Topic 8.2 Conservation of Charge and the Process of Charging: apply conservation of charge to charging by friction, conduction and induction, and explain grounding and polarization.

What this topic is asking

The College Board (Topic 8.2) wants you to apply conservation of charge to the three ways objects become charged, friction, conduction and induction, and to explain grounding and polarization. The conceptual payoff is that no process ever creates or destroys net charge: charging only moves electrons around.

Conservation and quantisation of charge

Charge is also quantised: every charge is an integer multiple of the elementary charge $e = 1.60\times10^{-19}$ C, so $q = ne$. Charging an object means adding or removing whole electrons, which is why a neutral object that loses $N$ electrons acquires a charge of $+Ne$.

Charging by friction and conduction

Friction (or contact) transfers electrons when two different insulating materials are rubbed together. One material holds electrons more tightly, so it gains electrons (becomes negative) while the other loses them (becomes positive). The amounts are equal and opposite, conserving charge.
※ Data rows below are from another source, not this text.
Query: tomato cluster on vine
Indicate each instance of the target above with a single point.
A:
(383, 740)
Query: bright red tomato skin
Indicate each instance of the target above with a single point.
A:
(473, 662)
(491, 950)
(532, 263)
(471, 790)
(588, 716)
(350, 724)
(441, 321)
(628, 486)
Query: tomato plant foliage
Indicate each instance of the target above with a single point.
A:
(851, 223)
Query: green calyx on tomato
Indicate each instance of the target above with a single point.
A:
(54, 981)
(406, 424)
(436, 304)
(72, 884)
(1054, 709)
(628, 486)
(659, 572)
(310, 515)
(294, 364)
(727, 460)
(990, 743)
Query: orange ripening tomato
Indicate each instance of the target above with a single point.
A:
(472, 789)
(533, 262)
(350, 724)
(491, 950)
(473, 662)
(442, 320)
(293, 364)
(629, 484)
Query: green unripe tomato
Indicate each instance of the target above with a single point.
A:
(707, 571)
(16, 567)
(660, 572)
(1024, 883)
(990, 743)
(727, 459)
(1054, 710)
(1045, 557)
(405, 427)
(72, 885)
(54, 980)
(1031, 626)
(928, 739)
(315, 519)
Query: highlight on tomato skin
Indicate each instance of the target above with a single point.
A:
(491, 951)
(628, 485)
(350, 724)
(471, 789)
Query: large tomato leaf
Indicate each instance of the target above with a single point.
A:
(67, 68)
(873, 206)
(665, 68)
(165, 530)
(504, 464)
Conduction charges a conductor by direct contact with a charged object. Electrons flow until the two share the excess. For two identical conductors, symmetry forces an equal split: if charges $q_A$ and $q_B$ are brought into contact, each ends with $\dfrac{q_A + q_B}{2}$.

Charging by induction

Induction charges a conductor without ever touching it with the charged object:

1. Bring a charged object near (do not touch). Its field polarizes the conductor, drawing one sign to the near face and pushing the other to the far face.
2. Ground the conductor briefly. The charge repelled to the far side flows off to ground (or onto it from ground).
3. Remove the ground, then remove the charged object.

The conductor is left with a net charge of the sign opposite to the inducing object. No charge was transferred from the inducing object itself, so its charge is unchanged, again conserving the total.
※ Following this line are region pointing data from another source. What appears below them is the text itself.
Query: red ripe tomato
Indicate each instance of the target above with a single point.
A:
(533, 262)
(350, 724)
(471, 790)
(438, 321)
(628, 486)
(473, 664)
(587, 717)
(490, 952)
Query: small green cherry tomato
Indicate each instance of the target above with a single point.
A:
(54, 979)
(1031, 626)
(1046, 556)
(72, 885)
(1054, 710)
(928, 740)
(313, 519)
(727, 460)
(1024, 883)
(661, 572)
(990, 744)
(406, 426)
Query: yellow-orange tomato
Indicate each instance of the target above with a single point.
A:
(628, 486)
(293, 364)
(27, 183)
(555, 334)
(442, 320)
Polarization: conductors versus insulators

A neutral object is attracted to a charged one because of polarization. In a conductor, free electrons migrate, building a net negative region near a positive charge and a net positive region far from it; the nearer, opposite charge is pulled more strongly than the farther, like charge is pushed, so there is a net attraction. In an insulator, electrons cannot travel far, but each molecule's charge distribution distorts slightly (the molecules become tiny dipoles), producing a weaker surface polarization and the same net attraction.

Try this

Q1. A neutral metal sphere is charged by induction using a positive rod. State the sign of the sphere's final charge. [1 point]

• Cue. Negative; induction leaves the sign opposite to the inducing charge.

Q2. Two identical conductors carry $+10$ nC and $-4$ nC. They are touched together and separated. Find the charge on each. [2 points]

• Cue. Total $= +6$ nC, shared equally, so each ends with $+3$ nC.